Quelles que soient, en effet, les influences subies par l'apôtre, son oeuvre est avant tout le fruit naturel de son orientation religieuse, caractérisée par une totale soumission à la volonté que Dieu lui a manifestée dans sa conversion et sa vocation. La vision du chemin de Damas a déterminé l'activité du converti, sa pensée et la forme même dans laquelle celle-ci s'est exprimée ; elle a fixé la destinée du chrétien, mais aussi celle du missionnaire, du penseur et même de l'écrivain.

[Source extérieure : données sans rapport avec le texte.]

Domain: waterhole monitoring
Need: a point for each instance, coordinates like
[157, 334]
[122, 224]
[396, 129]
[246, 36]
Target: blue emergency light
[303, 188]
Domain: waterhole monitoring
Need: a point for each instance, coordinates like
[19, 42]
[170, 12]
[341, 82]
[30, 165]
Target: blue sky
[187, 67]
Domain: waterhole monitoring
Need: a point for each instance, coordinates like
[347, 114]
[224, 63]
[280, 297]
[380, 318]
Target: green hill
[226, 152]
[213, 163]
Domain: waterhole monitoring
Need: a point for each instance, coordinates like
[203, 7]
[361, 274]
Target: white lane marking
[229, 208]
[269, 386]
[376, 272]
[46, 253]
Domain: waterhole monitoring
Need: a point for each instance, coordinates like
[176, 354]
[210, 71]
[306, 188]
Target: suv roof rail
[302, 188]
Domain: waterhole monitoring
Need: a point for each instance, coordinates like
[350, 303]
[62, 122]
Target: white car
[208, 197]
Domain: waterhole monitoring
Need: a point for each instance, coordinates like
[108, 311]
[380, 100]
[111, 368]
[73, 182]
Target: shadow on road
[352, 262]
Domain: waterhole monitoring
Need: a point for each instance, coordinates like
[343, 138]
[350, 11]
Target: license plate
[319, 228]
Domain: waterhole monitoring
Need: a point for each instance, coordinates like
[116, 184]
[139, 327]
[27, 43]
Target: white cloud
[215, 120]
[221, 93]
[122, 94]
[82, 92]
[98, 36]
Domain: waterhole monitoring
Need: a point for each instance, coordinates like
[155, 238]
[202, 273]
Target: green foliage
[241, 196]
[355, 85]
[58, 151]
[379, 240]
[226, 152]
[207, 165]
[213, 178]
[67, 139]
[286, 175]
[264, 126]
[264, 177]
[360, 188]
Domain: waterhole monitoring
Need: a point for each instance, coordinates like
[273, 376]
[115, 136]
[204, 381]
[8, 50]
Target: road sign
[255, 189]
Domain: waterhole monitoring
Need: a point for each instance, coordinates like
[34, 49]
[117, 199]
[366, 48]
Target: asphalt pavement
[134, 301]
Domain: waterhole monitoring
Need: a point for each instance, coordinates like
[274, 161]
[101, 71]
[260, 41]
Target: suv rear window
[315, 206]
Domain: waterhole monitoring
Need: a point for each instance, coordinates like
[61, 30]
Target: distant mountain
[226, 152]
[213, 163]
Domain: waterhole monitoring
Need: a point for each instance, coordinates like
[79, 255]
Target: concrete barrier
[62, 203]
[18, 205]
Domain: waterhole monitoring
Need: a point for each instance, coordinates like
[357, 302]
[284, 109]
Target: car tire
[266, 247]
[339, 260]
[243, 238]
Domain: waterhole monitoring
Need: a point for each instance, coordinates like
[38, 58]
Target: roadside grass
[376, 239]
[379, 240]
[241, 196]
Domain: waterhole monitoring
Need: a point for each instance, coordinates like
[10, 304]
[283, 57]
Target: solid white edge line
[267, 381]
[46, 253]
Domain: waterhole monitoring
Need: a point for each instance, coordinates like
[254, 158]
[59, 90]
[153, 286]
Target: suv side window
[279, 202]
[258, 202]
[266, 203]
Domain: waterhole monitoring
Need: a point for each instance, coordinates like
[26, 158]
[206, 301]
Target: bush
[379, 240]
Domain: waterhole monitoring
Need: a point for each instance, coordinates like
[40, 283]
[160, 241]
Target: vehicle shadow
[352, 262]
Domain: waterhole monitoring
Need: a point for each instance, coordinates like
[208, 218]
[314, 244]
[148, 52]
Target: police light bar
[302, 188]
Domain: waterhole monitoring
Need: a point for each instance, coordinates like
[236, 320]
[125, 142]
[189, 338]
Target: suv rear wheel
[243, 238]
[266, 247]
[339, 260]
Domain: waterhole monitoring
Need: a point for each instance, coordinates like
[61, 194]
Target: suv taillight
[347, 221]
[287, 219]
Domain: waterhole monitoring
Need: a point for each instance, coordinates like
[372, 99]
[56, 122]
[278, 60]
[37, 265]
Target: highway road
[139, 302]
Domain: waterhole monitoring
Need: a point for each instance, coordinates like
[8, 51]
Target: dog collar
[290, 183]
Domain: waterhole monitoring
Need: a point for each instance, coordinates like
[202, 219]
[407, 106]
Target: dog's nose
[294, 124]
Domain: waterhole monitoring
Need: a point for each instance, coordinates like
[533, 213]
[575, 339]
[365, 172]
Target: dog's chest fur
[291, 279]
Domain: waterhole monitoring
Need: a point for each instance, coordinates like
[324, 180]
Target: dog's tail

Essayons d'abord de définir la portée, la nature et, dans toute la mesure du possible, la forme de cet événement essentiel.

La conversion de Saul ne ressemble à aucune des conversions célèbres que l'on a voulu lui comparer, celles de saint Augustin ou de Luther par exemple. Ce n'est pas la conversion d'un insatisfait cherchant l'apaisement de son trouble, ou d'un angoissé appelant la paix qui le fuit ; c'est--chose bien plus extraordinaire--la conversion d'un esprit satisfait, installé dans un dogmatisme radical, dans des certitudes absolues, et qui n'a jamais pensé qu'il eût quelque chose encore à trouver. Saul est sûr de sa foi ; il ne désire rien, il ne cherche rien, il n'attend rien. Il faut éviter de se représenter Saul torturé, à la manière de Luther, par l'impossibilité d'observer toute la loi. Il se déclare au contraire (Php 3:6) « irréprochable observateur de la justice légale » ; c'est seulement après sa conversion et après l'approfondissement dans son esprit de la notion de justice et de la notion de péché, que s'est formée en lui la conviction qu'il est impossible d'observer toute la loi. Pareille idée ne saurait avoir joué un rôle quelconque dans sa conversion.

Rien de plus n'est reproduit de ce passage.